JNE most-cited papers 2009–10

I am pleased to bring you a collection of the ten most-cited* papers published in Journal of Neural Engineering during 2009–10.

The collection covers research ranging from brain–computer interfaces to neural regeneration, and the papers are free to download until 31 December 2011.

Andrew Malloy
Publisher
Journal of Neural Engineering

An online multi-channel SSVEP-based brain–computer interface using a canonical correlation analysis method

Guangyu Bin et al 2009 J. Neural Eng. 6 046002

In recent years, there has been increasing interest in using steady-state visual evoked potential (SSVEP) in brain–computer interface (BCI) systems. However, several aspects of current SSVEP-based BCI systems need improvement, specifically in relation to speed, user variation and ease of use. With these improvements in mind, this paper presents an online multi-channel SSVEP-based BCI system using a canonical correlation analysis (CCA) method for extraction of frequency information associated with the SSVEP. The key parameters, channel location, window length and the number of harmonics, are investigated using offline data, and the result used to guide the design of the online system. An SSVEP-based BCI system with six targets, which use nine channel locations in the occipital and parietal lobes, a window length of 2 s and the first harmonic, is used for online testing on 12 subjects. The results show that the proposed BCI system has a high performance, achieving an average accuracy of 95.3% and an information transfer rate of 58 ± 9.6 bit min−1. The positive characteristics of the proposed system are that channel selection and parameter optimization are not required, the possible use of harmonic frequencies, low user variation and easy setup.

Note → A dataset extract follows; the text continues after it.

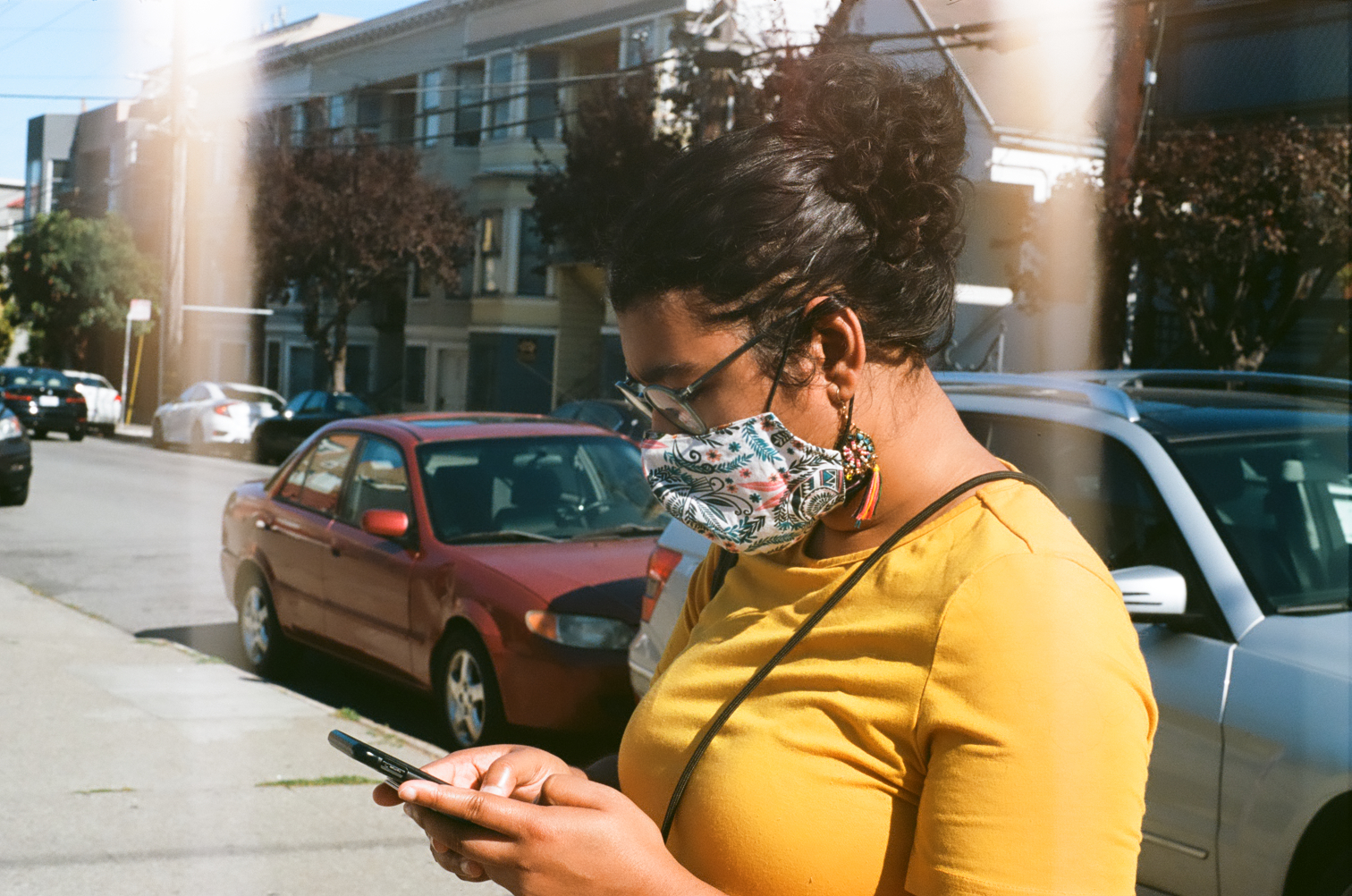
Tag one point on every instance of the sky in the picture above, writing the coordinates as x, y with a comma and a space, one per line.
94, 49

The brain–computer interface cycle

Marcel van Gerven et al 2009 J. Neural Eng. 6 041001

Brain–computer interfaces (BCIs) have attracted much attention recently, triggered by new scientific progress in understanding brain function and by impressive applications. The aim of this review is to give an overview of the various steps in the BCI cycle, i.e., the loop from the measurement of brain activity, classification of data, feedback to the subject and the effect of feedback on brain activity. In this article we will review the critical steps of the BCI cycle, the present issues and state-of-the-art results. Moreover, we will develop a vision on how recently obtained results may contribute to new insights in neurocognition and, in particular, in the neural representation of perceived stimuli, intended actions and emotions. Now is the right time to explore what can be gained by embracing real-time, online BCI and by adding it to the set of experimental tools already available to the cognitive neuroscientist. We close by pointing out some unresolved issues and present our view on how BCI could become an important new tool for probing human cognition.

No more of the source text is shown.